Grab a bottle of Bogle Phantom at Lakeview's Galleria Liqueurs.
Fall is in full swing and Chicago's glorious days of sipping cold brews and crisp whites, al fresco-style, are coming to a close. As the leaves turn different shades of red, the stuff in your glass should follow suit. Here are four local spots where you can find fall-friendly wines - all red, all blended, all cheap.

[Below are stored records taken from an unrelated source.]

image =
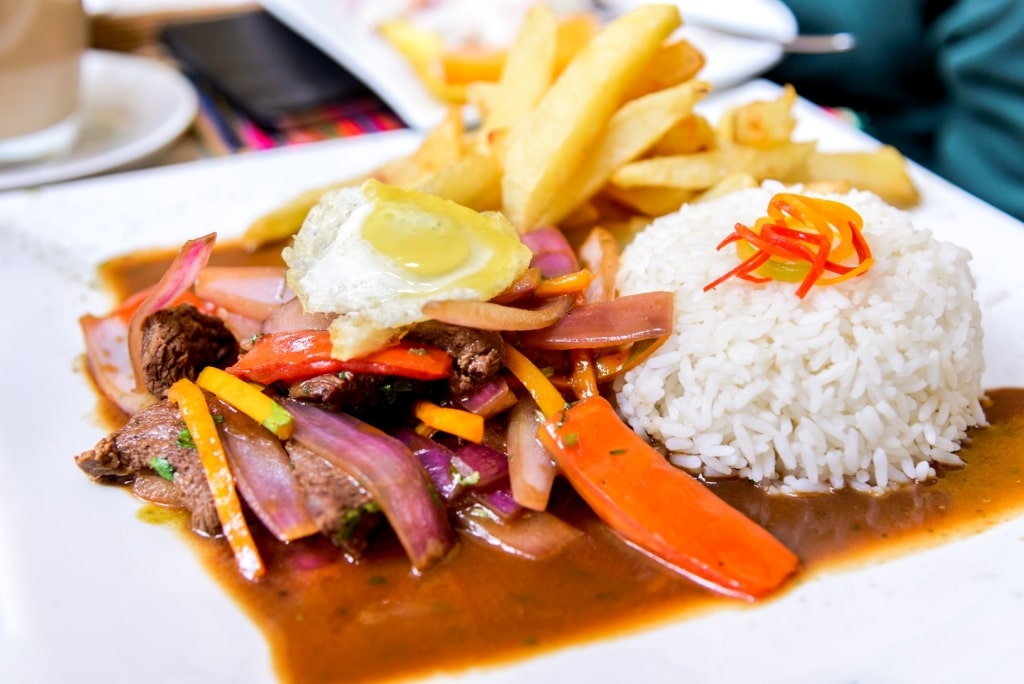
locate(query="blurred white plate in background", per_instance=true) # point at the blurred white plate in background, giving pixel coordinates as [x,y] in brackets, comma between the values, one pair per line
[334,27]
[132,108]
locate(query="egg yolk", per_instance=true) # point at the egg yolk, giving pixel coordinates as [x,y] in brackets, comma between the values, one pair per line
[427,237]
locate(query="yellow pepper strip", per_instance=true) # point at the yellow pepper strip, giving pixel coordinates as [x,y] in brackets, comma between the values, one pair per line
[197,417]
[454,421]
[584,378]
[548,398]
[247,398]
[564,285]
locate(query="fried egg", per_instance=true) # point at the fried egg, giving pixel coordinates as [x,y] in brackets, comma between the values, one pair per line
[376,254]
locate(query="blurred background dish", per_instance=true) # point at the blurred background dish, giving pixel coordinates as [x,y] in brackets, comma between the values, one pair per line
[132,108]
[345,32]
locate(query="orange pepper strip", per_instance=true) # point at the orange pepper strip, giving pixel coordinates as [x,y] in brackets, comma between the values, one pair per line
[454,421]
[572,283]
[660,508]
[548,398]
[197,417]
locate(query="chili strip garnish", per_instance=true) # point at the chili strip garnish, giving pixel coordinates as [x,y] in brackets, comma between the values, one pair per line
[802,239]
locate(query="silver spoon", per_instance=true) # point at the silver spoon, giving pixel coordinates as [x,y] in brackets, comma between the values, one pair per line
[800,44]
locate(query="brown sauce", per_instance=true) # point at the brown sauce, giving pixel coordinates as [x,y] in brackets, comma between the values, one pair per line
[328,620]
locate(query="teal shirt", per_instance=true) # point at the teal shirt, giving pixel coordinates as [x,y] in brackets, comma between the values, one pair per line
[942,80]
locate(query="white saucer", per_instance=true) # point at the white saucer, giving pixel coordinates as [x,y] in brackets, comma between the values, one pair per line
[132,107]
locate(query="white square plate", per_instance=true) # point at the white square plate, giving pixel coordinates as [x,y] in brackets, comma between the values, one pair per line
[88,593]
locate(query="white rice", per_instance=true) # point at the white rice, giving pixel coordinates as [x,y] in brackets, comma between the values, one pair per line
[866,384]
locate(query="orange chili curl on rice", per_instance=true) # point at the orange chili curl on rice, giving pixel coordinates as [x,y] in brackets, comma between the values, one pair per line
[804,240]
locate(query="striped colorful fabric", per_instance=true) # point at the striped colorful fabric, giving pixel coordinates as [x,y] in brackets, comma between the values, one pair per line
[224,130]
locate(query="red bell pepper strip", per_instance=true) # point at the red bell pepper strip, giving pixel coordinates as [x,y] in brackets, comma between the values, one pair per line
[299,354]
[660,508]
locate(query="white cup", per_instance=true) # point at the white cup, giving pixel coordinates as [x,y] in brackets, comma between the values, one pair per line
[41,45]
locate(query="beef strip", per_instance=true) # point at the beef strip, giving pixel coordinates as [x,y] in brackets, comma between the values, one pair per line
[180,341]
[152,433]
[476,354]
[376,398]
[340,507]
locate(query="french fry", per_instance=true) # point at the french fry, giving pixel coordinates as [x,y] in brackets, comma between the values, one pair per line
[476,63]
[574,31]
[883,171]
[674,63]
[691,134]
[633,129]
[470,65]
[737,180]
[700,171]
[761,124]
[422,50]
[528,70]
[284,221]
[547,145]
[650,201]
[471,181]
[688,172]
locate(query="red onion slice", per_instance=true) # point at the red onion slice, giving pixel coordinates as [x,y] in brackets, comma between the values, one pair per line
[552,253]
[252,291]
[388,470]
[263,474]
[437,461]
[616,322]
[535,536]
[110,365]
[180,275]
[531,471]
[291,316]
[489,399]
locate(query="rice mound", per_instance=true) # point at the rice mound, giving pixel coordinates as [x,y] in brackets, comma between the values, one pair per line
[868,383]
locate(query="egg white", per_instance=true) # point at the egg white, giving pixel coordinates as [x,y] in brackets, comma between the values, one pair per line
[333,268]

Galleria Liqueurs (Lakeview): Bogle Phantom
What could be more fitting for Halloween season than a wine called Phantom? At $21.99, it is the priciest of our picks, but Bogle's unique mix of fruit and spice in this one make it quite a steal. The blend of Petite Syrah (55 percent), Zinfandel (42 percent) and Mourvedre (3 percent) touches on notes of plum and cherry, with just a tinge of black pepper. Phantom's robust character stands up well to hearty foods, and tastes just as good when paired with a brisk autumn evening. If you're on the hunt for something la little less costly, but just as spicy, check out Galleria's sale table, topped with bottles for $15 and under.
Que Syrah Fine Wines: Le Paradou Viognier, Cotes du luberon
Not far from Galleria is a smaller wine shop known as Que Syrah. Locals love this place for its frequent free weekend tastings (check Que Syrah's website for dates and times) and affordable pickings. Not to mention the owner's vast vino knowledge and food-pairing recommendations. We went with the Que Syrah staff recommendation and left with a bottle of Le Paradou Viognier: Cotes du luberon, a basic blend of Grenache (60 percent) and Syrah (40 percent). There's a good balance between these two grapes, which are often used together. The first few sips are a tad overpowering; tone it down a notch and avoid the tongue-gripping dryness by giving the bottle some time to breathe.
In Fine Spirits:
In Fine Spirits carries all the fall wines you crave.
In Fine Spirits has a split personality. It's one part retail boutique and one part low-key lounge
. Belly up to the bar first and you can try a glass of The Wolftrap before heading next door, where you can purchase a bottle of your own. The $10.99 bottle tag puts this wine on par with the cost of a single glass in most restaurants. And its lowbrow price is quickly masked by the wine's dense blend of Syrah (60 percent) and Mourvedre (39 percent). Owner Shane Kissack is a fan of this South African wine and says that not enough people drink wines from the region. It's those unique southern soils that give these grapes their smoky flavor and enough character to stand up to the heaviest of fall comfort foods
like braised short ribs and pork tenderloin.
Armanetti Wine Shoppe and Beverage Mart: Clayhouse Adobe Red
Beer connoisseurs and wine aficionados can go head-to-head here, thanks to Armanetti's extensive selection of worldly vino and imported brews. The shop is small, sure, but don't expect this one to be a quick trip; there's just too much to look at. In fact, you may want to bring some extra cash, as it's a near-guarantee that you'll be leaving with more than just a bottle of the Clayhouse Adobe Red. The Clayhouse is another blended wine, and that almost feels like an understatement. Zinfandel, Petite Syrah, Syrah, Malbec and Cabernet dance in harmony, rather than compete with one another's character. Zinfandel holds the highest quotient here, but the flavors that come through are far from dry or peppery. Instead, the wine's lush fruit structure plays nice with spice by bringing it down a few bars, $12.99.